GRIT stands for “Granularity, Resolution, Identification, Transparency”. It is a new generation silicon array for low energy nuclear physics built conjointly at the european level: France (IJCLab, LPC Caen, GANIL), Italy (INFN-Padova, INFN-LNL, INFN-Milano, and INFN-Firenze), Spain (IFIC-Valencia , University of Santiago de Compostela, and University of Huelva), and the UK (University of Surrey).

GRIT offers the unique possibility to investigate nuclear structure and nuclear astrophysics with high efficiency and high resolution by coupling with state-of-the-art gamma array like AGATA, PARIS, EXOGAM2, MINIBALL…

Below is the foreseen timeline for MUGAST/GRIT.

Physics

GRIT aims at measuring direct reactions of nuclear strucutre and/or nuclear astrophysics interest.  Direct reactions are a powerful tool in nuclear physics. The relative simplicity of the reaction mechanism involving few degrees of freedom, allow precise theoretical calculations to be made and nuclear structure information to be extracted from experimental data.
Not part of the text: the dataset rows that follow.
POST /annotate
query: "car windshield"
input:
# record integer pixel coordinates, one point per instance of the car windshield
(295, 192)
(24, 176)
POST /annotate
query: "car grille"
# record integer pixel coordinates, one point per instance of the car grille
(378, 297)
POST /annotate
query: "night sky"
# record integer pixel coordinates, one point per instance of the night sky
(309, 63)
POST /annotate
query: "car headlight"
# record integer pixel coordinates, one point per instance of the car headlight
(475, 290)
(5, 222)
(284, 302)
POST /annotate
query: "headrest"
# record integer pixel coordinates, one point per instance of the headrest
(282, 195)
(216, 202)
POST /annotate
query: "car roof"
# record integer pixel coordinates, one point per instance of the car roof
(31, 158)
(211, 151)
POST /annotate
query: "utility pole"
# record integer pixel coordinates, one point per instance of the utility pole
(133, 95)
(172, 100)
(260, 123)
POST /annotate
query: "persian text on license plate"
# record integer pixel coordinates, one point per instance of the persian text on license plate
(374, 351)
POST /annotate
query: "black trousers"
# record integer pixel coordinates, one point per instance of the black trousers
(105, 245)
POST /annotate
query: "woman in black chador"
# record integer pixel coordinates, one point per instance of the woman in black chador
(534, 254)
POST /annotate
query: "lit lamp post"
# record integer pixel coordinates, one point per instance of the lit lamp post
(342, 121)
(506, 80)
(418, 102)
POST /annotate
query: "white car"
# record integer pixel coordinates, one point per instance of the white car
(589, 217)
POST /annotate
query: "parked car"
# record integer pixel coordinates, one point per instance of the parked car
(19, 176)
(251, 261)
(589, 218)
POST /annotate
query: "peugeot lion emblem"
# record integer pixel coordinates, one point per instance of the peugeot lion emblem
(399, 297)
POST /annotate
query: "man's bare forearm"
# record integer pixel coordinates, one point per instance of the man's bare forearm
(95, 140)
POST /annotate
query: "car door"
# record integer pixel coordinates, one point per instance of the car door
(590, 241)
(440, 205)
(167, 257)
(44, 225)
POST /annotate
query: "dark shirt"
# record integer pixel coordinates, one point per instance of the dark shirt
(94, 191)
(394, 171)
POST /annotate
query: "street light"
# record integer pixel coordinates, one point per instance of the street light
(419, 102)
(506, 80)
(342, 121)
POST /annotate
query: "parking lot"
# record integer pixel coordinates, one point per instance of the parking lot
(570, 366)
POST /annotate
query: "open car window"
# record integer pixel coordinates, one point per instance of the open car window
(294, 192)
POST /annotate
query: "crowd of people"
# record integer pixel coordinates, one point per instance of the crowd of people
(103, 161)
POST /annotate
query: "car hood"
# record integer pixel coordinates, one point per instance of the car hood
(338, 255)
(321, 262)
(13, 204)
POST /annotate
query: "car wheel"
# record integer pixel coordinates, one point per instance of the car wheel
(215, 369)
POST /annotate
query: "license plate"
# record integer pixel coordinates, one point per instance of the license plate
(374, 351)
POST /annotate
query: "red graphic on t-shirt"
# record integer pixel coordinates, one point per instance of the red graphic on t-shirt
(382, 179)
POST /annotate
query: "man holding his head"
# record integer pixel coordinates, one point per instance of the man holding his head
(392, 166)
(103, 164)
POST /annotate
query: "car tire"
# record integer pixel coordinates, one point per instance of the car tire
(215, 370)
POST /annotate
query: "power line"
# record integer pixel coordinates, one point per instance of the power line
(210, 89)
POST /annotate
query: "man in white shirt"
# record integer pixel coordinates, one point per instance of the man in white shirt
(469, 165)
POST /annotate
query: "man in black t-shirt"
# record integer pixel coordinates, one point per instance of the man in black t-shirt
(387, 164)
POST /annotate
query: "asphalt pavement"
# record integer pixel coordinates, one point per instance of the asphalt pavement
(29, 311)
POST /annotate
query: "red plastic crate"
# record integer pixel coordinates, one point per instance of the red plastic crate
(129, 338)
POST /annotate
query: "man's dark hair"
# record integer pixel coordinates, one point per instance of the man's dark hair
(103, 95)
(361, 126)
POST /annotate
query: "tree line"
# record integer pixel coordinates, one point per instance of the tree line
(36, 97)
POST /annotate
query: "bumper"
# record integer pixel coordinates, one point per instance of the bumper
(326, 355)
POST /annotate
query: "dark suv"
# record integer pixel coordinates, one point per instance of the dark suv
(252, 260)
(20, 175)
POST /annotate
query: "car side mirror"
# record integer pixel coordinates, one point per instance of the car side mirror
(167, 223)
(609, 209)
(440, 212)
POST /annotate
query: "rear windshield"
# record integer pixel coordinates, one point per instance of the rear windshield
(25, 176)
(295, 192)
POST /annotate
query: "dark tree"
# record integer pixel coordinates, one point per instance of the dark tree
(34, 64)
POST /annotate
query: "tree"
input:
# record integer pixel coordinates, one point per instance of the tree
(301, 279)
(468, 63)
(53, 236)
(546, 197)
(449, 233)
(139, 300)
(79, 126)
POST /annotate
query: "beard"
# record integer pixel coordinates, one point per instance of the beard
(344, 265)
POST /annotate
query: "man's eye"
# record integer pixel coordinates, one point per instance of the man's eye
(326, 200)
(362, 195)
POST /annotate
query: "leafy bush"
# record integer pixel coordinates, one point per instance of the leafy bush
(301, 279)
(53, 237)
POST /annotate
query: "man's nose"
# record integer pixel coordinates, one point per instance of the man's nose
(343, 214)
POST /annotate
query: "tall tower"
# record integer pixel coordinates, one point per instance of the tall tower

Performed in inverse kinematics, where a radioactive beam impinges on a light target (H, He,…), they require the measurement and the identification of the recoiling light particle with high accuracy. Silicon based detectors are particularly well-suited as they combine high granularity with good energy resolution. Combined with  gamma arrays, they can benefit from their excellent energy resolution (few keV) and achieve excellent performances. This is why GRIT is designed to be coupled with state-of-the-art gamma arrays like AGATA, PARIS, EXOGAM2 or MINIBALL.

Nuclear chart with example of direct reactions to study nuclear structure and nuclear astrophysics

Several Letters of Intent have been written to perform experiments at HIE-ISOLDE, SPES, FAIR and Spiral2

Design

The GRIT array is composed of :

  • 2 rings of trapezoidal telescopess in the forward and backward direction
  • 1 ring of square telescopes at 90 degrees
  • 2 annular detectors in the most forward and backward angles

Each telescope consist of :

  • one 500 um thick first layer of nTD (neutron transmutation doped) type Double Sided Stripped Silicon detectors (DSSSD) with 128 strips on each side
  • one or two (in the forward hemisphere) 1.5 mm thick DSSSD with larger pitch (32 strips on each side).

The thin trapezoidal and square prototypes have been developed and fully tested on a test bench. The energy resolution is of about 50 keV all strips summed.

A thick (1.5mm) square detector has also been developed and tested with an alpha source. The obtained energy resolution is of about 70 keV (FWHM).